Когда строительство всех наших мест проживания завершилось, то каждый из нас поспешил устроиться в собственном углу так, словно ему предстояло оставаться в нем до конца своей жизни, украшая в силу возможностей свое скромное жилище. Я призвал плотника с «Нортумберлэнда», чтобы соорудить в моей комнате два стенных шкафа и заполнить их одеждой императора. Шкафы я поставил по обе стороны окна. Я попросил, чтобы в городе мне купили бумажные обои для стен. Мне прислали китайские обои голубого цвета, украшенные розами и позолоченными пятнами; других обоев на нашлось, и я обклеил ими стены комнаты. Чтобы не было видно находившегося в плачевном состоянии пола, я покрыл его клеенкой с рисунком под паркет. Свою постель я прикрыл белым легким покрывалом, хотя на ней я не спал. На небольшой простенький диван, который мне поставили в комнату, я набросил паркалевый чехол, что придало дивану завидный опрятный вид; маленький умывальник и два стула завершали убранство моей комнаты, за которой тщательно ухаживал мой китаец. Поэтому когда я приходил в мою комнату помыться, то мне доставляло удовольствие хотя бы недолго провести там время. Для сохранения прохлады в комнате ставни окна оставались закрытыми, но лучи солнца с такой силой палили шиферную крышу, от которой меня отделяла только обрешетка, что в течение дня эта комната становилась непригодной для жилья.

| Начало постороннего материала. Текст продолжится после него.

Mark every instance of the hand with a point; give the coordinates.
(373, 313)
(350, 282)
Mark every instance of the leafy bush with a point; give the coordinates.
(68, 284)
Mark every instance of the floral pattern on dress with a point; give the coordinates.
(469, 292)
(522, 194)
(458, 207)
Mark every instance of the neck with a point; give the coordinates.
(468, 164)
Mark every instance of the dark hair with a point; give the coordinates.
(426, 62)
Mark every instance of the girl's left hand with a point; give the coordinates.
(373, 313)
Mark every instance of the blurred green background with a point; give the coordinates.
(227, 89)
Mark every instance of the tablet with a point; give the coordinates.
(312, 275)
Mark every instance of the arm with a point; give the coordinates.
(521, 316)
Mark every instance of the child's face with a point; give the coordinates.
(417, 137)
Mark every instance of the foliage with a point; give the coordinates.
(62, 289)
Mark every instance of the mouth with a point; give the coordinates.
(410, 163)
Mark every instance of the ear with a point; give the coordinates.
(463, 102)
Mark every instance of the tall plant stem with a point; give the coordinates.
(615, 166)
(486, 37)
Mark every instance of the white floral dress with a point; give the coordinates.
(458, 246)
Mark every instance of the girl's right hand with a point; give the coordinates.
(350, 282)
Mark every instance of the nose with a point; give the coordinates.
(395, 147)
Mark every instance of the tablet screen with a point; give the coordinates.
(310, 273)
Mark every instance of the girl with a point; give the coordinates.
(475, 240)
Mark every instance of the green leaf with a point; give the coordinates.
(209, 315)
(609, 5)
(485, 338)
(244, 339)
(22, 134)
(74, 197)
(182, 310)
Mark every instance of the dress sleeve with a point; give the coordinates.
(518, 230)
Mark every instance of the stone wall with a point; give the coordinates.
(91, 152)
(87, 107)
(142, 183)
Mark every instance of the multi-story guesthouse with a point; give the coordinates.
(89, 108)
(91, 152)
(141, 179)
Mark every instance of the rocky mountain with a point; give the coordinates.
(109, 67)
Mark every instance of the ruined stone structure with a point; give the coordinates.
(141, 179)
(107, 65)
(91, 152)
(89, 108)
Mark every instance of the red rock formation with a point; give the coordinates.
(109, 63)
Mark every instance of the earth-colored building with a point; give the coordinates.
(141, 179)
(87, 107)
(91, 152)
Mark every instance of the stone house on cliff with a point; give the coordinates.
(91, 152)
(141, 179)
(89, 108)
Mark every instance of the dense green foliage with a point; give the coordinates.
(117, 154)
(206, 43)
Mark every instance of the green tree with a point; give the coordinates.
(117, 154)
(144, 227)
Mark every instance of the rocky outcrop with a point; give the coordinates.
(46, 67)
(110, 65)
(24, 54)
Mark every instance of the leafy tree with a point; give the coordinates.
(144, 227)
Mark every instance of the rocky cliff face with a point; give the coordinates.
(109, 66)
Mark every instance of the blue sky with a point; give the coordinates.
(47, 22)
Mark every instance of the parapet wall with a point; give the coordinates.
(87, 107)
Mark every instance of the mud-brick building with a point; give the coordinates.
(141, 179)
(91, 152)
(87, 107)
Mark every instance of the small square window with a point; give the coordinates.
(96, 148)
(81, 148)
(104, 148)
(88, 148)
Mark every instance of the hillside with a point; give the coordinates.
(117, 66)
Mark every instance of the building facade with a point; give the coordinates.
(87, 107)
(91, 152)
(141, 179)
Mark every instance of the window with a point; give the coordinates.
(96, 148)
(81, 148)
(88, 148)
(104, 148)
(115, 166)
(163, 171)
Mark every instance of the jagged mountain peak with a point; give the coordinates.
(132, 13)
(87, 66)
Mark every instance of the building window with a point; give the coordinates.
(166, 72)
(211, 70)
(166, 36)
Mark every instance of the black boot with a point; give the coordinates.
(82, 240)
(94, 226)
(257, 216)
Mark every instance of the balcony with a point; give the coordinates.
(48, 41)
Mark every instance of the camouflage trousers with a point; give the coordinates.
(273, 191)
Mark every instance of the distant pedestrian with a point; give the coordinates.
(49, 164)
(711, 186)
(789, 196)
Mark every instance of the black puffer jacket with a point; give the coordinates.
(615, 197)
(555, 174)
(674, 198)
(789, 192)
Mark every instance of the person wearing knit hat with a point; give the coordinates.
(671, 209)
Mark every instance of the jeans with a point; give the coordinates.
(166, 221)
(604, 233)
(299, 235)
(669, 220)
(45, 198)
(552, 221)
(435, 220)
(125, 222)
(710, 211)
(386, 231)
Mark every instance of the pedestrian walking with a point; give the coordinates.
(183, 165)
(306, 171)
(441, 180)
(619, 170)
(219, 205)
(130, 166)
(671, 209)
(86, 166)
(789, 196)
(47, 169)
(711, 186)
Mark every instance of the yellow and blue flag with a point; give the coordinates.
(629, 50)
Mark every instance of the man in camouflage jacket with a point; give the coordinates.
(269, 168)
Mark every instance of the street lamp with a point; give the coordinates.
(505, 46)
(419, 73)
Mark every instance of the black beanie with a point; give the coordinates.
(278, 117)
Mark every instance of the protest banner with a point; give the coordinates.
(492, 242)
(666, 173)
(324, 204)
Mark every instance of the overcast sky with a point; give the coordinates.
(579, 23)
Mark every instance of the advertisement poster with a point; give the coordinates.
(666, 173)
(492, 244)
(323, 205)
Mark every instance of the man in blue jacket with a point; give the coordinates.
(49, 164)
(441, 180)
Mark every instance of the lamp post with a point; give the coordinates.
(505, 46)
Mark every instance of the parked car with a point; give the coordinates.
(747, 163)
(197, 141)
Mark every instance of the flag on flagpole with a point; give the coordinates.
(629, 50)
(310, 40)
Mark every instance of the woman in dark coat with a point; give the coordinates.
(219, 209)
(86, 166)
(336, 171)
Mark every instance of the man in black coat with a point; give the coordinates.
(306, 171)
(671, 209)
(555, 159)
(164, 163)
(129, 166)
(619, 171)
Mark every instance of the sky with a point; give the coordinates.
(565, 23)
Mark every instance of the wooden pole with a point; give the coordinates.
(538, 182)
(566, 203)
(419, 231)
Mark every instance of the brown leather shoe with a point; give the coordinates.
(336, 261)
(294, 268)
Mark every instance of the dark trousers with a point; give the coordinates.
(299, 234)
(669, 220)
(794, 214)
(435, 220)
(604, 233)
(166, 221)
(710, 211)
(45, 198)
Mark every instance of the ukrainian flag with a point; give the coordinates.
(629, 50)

Район, где император мог прогуливаться без сопровождения дежурного английского офицера, простирался на шесть-восемь миль, но в действительности он включал в себя только лонгвудскую рощу, сад, принадлежавший Восточно-Индийской компании, и Дедвуд (местонахождение английского военного лагеря, который император никогда не посещал). Только в этом районе император мог совершать свои прогулки, и, конечно, они не выходили за пределы четырех миль. Всю остальную площадь района составляли овраги и ложбины, которые император должен был преодолевать верхом на коне с большой осторожностью, чтобы его конь не свалился.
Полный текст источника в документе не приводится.